Du versündigst dich, ich kenn keine heilige Mutter Gottes. Nadine juchzt Huch! Huch! und Huch und Huch! und wieder Huch! und ich seh plötzlich ihr Eisesgesicht schmelzen, glücklich und selig wie ein Vögelchen, wie ein Mädelchen im Obstbaum: Kommt ein Vogel geflogen, setzt sich nieder auf mein' Schuh, bringt ein Gruß von meinem Liebsten, der Liebste, der bist du! Und all ihre gefrorenen Gefühle strömen aus ihr heraus, das Fruchtwasser läuft ihr an den Schenkeln herab, diese Schaukel ist wahrhaftig der beste Psychotrip von ganz New York!

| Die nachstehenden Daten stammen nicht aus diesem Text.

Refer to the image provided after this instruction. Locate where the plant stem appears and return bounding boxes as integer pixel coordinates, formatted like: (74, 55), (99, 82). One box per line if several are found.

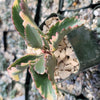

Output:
(25, 67), (31, 100)
(57, 88), (75, 97)
(25, 0), (42, 100)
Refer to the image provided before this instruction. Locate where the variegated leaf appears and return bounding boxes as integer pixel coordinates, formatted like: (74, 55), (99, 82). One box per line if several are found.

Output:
(7, 55), (38, 81)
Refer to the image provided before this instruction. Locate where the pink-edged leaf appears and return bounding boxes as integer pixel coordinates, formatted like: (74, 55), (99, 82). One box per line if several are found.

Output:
(30, 65), (57, 100)
(7, 54), (38, 81)
(46, 55), (57, 83)
(25, 24), (43, 48)
(12, 0), (25, 38)
(34, 55), (46, 74)
(19, 0), (49, 49)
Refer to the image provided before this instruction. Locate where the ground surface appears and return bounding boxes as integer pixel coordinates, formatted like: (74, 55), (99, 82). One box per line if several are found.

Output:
(0, 0), (100, 100)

Wir sausten zurück und es treibt uns so weit und so hoch über New York, daß ich lotrecht in die Canyons vom Broadway, von der Pine Street und der Wall Street gucken kann, ahhhhh, schrei ich wie King Kong auf dem Empire State Building, ahhhhhhh, es reißt mir das Brett beinahe unterm Hintern weg. Huch, hoch, huch, schreit Nadine ... und steht auf. Steht auf?

Steht auf. Spitzt ihr Mündchen, drückt mir ein Küßchen auf die Wange, kalt wie Flüssiggas, hebt ihr rechtes Händchen höher ans Seil, zieht sich hoch, stellt sich auf das Schaukelbrett und beginnt, während wir wieder Toms Penthouse entgegenrauschen, mich mit ihrer linken Hand in den Haaren zu zausen. Heilige Mutter Gottes, stöhn ich.